Like many zombie flicks, the ultimate cause of the zombie outbreak is left pretty vague, although it is somewhat addressed in a quick phone call just past the halfway mark.

 

It feels, though, that mostly the filmmakers are simply building on what others have done before without adding anything particularly new to the canon. The rules are the same: don’t be seen, don’t be heard, don’t get bit, keep going like a bat outta hell for the One Place That’s Safe while Protecting Those You Love . . . with a splash of Who Are The Real Monsters?! mixed in.

 

It is not a bad thing that these tropes are well-worn. They are well-worn for a reason. If you pick up a film like Train to Busan after seeing the trailer, it’s because you have genre expectations. Those expectations are met well in Train.

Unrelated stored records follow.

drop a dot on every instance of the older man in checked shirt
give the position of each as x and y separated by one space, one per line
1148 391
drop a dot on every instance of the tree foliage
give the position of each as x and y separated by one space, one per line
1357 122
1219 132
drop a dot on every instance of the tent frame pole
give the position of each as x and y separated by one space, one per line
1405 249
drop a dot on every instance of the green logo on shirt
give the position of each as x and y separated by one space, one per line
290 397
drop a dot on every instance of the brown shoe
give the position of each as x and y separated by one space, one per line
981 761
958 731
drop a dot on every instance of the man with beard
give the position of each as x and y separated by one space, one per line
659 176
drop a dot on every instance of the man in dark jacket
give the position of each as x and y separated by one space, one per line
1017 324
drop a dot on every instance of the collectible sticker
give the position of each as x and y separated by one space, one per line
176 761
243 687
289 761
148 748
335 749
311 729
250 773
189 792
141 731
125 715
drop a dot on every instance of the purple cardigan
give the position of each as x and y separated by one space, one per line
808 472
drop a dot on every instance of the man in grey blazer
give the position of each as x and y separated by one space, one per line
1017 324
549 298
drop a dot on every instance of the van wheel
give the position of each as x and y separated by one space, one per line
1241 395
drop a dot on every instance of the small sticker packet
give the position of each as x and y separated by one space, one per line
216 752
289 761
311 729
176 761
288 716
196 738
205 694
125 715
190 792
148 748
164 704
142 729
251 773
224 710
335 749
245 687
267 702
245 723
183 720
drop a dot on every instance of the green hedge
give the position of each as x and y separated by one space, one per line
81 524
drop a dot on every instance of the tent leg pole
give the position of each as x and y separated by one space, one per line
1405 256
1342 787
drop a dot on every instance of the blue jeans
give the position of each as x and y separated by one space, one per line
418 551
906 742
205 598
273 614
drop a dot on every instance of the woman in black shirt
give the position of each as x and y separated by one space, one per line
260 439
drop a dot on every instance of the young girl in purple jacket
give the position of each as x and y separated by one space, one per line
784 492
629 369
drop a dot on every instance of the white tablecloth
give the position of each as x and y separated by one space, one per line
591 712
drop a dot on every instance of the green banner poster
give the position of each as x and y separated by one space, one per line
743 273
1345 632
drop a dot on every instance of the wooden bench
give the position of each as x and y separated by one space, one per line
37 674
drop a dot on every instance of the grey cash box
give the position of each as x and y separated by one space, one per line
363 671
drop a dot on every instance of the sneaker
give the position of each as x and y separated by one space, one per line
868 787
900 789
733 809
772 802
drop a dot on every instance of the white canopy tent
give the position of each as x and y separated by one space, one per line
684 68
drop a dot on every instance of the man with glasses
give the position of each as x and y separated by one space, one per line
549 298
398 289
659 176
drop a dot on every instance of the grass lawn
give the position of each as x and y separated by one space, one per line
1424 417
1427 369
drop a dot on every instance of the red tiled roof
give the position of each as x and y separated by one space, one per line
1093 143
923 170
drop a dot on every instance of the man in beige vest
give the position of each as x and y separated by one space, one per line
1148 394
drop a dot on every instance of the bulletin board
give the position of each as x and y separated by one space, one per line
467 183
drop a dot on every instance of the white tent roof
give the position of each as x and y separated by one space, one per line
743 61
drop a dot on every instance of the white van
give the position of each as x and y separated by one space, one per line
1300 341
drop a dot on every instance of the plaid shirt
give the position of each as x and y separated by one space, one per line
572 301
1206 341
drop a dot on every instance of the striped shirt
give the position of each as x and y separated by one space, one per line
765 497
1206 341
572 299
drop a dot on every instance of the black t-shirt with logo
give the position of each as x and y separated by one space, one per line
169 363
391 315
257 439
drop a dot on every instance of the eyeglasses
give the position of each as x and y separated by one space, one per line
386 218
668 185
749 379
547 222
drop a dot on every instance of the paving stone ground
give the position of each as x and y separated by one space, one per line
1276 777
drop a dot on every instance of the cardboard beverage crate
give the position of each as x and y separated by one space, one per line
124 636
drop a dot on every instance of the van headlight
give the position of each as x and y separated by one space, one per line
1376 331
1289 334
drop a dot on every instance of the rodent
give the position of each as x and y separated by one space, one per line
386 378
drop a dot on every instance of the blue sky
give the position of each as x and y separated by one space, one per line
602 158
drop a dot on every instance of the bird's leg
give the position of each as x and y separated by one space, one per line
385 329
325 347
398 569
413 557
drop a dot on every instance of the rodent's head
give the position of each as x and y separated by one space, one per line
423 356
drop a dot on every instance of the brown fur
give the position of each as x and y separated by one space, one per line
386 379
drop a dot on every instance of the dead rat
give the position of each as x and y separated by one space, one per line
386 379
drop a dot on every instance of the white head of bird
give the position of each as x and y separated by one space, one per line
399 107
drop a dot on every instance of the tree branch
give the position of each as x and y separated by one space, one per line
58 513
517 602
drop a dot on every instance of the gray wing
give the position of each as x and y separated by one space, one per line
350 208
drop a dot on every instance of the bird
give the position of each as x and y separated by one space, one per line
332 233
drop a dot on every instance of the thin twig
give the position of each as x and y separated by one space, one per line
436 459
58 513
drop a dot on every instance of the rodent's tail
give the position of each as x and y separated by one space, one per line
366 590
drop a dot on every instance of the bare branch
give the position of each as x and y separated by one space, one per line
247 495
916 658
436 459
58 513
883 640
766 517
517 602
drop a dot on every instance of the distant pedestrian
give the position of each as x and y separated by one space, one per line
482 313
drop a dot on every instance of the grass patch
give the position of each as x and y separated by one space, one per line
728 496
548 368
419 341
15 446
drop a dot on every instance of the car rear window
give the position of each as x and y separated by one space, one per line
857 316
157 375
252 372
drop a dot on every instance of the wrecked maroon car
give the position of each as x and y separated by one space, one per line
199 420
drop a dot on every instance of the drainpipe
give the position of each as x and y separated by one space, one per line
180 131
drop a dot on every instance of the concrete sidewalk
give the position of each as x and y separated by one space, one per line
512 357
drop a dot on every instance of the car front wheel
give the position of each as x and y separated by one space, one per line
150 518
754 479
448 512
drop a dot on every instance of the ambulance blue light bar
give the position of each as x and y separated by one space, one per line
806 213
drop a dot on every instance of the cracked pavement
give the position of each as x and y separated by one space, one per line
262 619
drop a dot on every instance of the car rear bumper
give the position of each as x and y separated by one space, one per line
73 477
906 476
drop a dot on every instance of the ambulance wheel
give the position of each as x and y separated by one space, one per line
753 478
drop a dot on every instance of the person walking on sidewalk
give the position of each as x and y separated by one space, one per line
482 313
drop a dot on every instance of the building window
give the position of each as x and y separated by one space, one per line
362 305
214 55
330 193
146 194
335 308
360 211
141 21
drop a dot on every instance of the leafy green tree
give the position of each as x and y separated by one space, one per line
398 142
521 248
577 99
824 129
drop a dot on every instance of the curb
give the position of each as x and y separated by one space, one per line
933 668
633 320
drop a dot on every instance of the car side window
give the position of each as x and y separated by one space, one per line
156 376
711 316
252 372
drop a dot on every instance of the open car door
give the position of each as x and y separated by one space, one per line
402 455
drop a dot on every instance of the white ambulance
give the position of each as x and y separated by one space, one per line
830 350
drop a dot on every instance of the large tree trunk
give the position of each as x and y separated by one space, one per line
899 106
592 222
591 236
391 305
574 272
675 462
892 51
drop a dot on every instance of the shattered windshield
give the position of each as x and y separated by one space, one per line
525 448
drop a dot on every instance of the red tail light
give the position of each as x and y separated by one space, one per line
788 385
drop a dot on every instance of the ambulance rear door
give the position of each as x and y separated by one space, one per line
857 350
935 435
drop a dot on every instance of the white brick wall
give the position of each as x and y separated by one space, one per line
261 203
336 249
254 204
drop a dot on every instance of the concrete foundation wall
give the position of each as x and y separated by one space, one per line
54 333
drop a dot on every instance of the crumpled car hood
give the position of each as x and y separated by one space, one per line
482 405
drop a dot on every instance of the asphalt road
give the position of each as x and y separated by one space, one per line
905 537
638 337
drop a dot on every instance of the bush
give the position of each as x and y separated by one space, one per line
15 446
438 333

So while there’s nothing new here, the film is a hell of a lot of fun for fans of the genre.

 

The math is simple: If you like zombie movies, you will like Train to Busan.

TAKEAWAYS FOR WRITERS

Use gestures and the environment to reveal character rather than narration. When Dad is on a angry call with his ex-wife, but still gives his fancy sports car a quick cleaning with the sleeve of his coat, that says something. When he is quietly arguing with his mother about the divorce in his bedroom, putting away his clothes, and every shirt and jacket is exactly the same and hung in fastidious rows…that says something, too.

When one of the train workers is asked to “fix” her tie because it’s askew by an inch or two, we are shown that the society in this film esteems order. In other words: a perfect contrasting backdrop for the anarchy of a zombie apocalypse.

Also, in case you ever wondered: Yes, your story has already been done. Take heart: They all have. Mine, yours. Even Shakespeare ripped off most of his stuff. But your story never been done by you. Trust in your voice and perspective. Unless you are outright trying to copy someone (which is a good idea in privacy to learn the craft, but a terrible idea to do for something you’d try to publish), develop and trust your own way of executing a story, even if it’s one we’ve all heard.

Whatever your story is, tell it your way.